Firms aren’t the only ones trying to manage this sea change. The NYSSCPA Board of Directors continually assesses whether the Society meets the needs of its members, not only as an advocate for the CPA profession in New York, but also as a resource throughout their careers.
In an effort to better reflect the way many CPA firms are structured today, the NYSSCPA’s Board of Directors voted on March 22 to approve a proposed change to the organization’s bylaws that, if adopted by the membership at large, would create a new associate membership category at the Society for individuals in other professions who work closely with CPAs—such as attorneys, actuaries, and other financial professionals—but who do not hold a CPA license or work under a CPA’s supervision.
The new associate member category would make membership available to professionals who are vital to firms but who cannot be NYSSCPA members.
Our regional chapters have been holding extremely successful networking events for CPAs, bankers, attorneys and other financial professionals for decades, but at the state level, only CPAs could join our robust and resource-heavy committee network.

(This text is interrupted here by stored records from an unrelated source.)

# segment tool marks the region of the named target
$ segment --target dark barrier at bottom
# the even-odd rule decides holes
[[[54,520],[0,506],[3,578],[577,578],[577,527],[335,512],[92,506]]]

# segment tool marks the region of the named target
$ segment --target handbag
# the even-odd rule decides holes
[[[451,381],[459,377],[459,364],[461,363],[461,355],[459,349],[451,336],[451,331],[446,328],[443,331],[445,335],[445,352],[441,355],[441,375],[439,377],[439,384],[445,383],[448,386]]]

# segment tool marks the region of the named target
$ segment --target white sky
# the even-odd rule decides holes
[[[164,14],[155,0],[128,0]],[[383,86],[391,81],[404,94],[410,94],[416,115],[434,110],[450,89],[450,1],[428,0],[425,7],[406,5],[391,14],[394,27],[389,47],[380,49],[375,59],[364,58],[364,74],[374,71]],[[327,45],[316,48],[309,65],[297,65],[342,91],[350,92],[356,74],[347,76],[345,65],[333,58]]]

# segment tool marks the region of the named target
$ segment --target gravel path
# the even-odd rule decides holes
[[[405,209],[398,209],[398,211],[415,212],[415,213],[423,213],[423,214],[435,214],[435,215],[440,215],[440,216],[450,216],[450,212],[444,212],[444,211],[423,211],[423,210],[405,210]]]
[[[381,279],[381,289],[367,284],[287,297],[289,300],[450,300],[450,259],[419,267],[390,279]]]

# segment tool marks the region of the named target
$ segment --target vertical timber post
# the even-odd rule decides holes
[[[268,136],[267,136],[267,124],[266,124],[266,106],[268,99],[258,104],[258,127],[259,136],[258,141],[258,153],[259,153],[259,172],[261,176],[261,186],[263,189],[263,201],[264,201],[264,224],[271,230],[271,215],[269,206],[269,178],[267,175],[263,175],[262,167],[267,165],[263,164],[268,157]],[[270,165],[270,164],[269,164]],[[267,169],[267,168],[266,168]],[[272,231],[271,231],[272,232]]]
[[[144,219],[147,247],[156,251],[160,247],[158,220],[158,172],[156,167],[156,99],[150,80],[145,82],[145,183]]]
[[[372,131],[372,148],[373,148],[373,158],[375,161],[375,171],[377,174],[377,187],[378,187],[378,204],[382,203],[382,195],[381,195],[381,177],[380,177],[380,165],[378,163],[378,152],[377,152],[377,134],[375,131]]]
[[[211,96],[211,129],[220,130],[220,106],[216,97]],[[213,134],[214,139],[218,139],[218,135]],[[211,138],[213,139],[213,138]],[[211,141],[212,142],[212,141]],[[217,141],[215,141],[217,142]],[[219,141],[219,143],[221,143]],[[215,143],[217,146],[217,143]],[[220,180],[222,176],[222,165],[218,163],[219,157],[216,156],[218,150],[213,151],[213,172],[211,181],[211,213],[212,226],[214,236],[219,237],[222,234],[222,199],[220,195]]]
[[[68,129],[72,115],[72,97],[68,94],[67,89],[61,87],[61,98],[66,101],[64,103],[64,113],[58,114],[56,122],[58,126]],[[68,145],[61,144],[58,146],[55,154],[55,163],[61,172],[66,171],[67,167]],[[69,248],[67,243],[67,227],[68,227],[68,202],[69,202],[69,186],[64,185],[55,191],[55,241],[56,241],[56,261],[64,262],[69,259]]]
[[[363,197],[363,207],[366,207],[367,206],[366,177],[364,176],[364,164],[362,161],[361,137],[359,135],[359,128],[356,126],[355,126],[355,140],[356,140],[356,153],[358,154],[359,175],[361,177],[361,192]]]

While we often hold open, afterwork networking events at the NYSSCPA, the Society does not currently provide consistent opportunities for our CPA members to meet and network with people they do business with outside of the profession. This proposal would change that.
The NYSSCPA already has a sizeable non-CPA, associate membership base, composed of students, CPA candidates, or individuals who work for a CPA firm or a CPA. The proposed change to the bylaws would expand the allowable criteria for associate membership so that individuals outside the direct supervision of a CPA have access to NYSSCPA membership. These individuals would be prohibited, however, from holding board or committee leadership positions and would not have voting rights. Sponsorship by a CPA member in good standing would continue to be required of all applicants.
The new associate member category would make membership available to professionals who are vital to firms but who cannot be NYSSCPA members. In a recent membership survey, respondents told us that two of the primary reasons they become members of this organization is for career resources and networking opportunities. Let there be no confusion: This proposal seeks to provide more of these opportunities without diluting the CPA brand. The NYSSCPA will always be the New York State Society of Certified Public Accountants. That’s who we are, who we represent, and what we will always be.
Because revisions to the bylaws require approval by two-thirds of a general membership vote, proxy ballots that feature the proposed change and the slate of 2016–2017 board and officer nominees have been sent to the membership (through e-mail to those who have provided the Society with an e-mail address and through the U.S. mail to those who have not). I encourage all eligible members to cast their vote. Bylaws changes approved by the membership will go into effect immediately following the May 19, 2016 Annual Election Meeting, which this year will coincide with the NYSSCPA’s inaugural Moynihan Fund Gala in New York City.